‘An American Nightmare’: The Story That Made Beck Say ‘We Are Becoming a Thugocracy’
“If you don’t think so, ask the CEO of Mozilla,” Beck said on his radio program.
Brendan Eich was pressured to resign as CEO of Mozilla Thursday after it was revealed that he donated $1,000 in support of California’s Proposition 8 — a measure to ban gay marriage — six years ago.
Glenn Beck speaks on his radio program April 4, 2014. (Photo: TheBlaze TV)
After being eviscerated on social media and even by private companies, Eich and Mozilla both issued apologies.
“Mozilla prides itself on being held to a different standard and, this past week, we didn’t live up to it. We know why people are hurt and angry, and they are right: it’s because we haven’t stayed true to ourselves,” Mozilla said in a statement.
Beck said on the radio: “So wait a minute, let me understand this. Being true to yourselves involves firing people who took advantage of the Constitution? Being true to yourselves involves digging up a man’s private political activity six years ago and taking away his livelihood as a result?”
The uproar over Eich’s donation even reached the dating site OkCupid, which asked users not to use the web browser Firefox, created by Mozilla, and said those who “deny love and instead enforce misery, shame, and frustration” are their “enemies.”
Beck remarked sarcastically: “Why not just tie a rock around them, throw them in a lake and if they float, they’re a witch? … Why not just skin them alive and drop them in a vat of acid? Because really, do they deserve to live?”
Beck continued: “Let’s look at this reasonably here for a minute. Did Brendan Eich really do what OkCupid claimed he did with his political activity? Did he ‘enforce misery’? [Or was he] expressing his constitutionally protected rights?”
“To the fine folks at Mozilla … how about growing a set of balls?” Beck said. “You’re on the Internet, for the love of God … How about waking up to the world that is today and what’s coming tomorrow? Where we all live together and we all just share views and we don’t bully people out of the marketplace?”

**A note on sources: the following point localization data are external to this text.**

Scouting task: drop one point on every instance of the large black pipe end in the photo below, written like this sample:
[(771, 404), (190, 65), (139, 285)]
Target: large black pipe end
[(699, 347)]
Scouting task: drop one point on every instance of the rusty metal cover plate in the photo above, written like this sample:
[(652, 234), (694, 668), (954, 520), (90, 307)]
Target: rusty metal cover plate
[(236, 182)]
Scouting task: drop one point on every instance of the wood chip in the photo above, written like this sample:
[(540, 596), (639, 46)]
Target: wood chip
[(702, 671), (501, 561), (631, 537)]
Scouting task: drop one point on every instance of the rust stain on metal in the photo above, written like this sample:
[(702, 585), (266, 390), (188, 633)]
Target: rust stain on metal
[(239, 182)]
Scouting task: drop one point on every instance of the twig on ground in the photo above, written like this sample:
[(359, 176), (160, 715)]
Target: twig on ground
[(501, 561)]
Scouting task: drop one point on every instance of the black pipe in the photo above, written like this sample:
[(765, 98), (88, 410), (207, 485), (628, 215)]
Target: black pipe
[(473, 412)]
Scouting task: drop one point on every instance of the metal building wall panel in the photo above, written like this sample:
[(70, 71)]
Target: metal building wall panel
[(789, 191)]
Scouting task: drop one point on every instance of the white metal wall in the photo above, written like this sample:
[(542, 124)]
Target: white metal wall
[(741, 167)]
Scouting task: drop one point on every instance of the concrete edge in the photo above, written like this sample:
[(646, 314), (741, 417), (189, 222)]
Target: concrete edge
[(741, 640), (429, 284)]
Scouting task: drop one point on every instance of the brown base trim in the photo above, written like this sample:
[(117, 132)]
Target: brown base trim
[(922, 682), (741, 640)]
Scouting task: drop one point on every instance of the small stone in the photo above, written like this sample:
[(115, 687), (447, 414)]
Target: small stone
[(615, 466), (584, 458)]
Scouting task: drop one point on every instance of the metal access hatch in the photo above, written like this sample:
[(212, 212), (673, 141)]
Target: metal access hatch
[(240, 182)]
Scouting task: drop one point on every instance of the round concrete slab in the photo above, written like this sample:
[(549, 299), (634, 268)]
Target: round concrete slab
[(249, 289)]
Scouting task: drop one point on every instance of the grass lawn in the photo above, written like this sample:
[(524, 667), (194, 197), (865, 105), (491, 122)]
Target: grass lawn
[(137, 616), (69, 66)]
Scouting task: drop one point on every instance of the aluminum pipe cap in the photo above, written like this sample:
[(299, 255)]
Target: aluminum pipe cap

Beck said Mozilla should have released a statement that said: “We support the constitutional rights of all of our employees to express themselves politically without the fear of retribution. This is America and the first principle of this nation is the right of expression. While we disagree with Mr. Eich’s stand, we support his right to be true to the dictates of his conscience, and we support the rights of everyone in the homosexual community to vehemently disagree with Mr. Eich … We will not, however, cave in to the un-American attempt to squash free political thought, expression and political viewpoints, no matter who’s behind the effort.”
Beck said what happened was not loving, inclusive or diverse, but rather “an American nightmare.”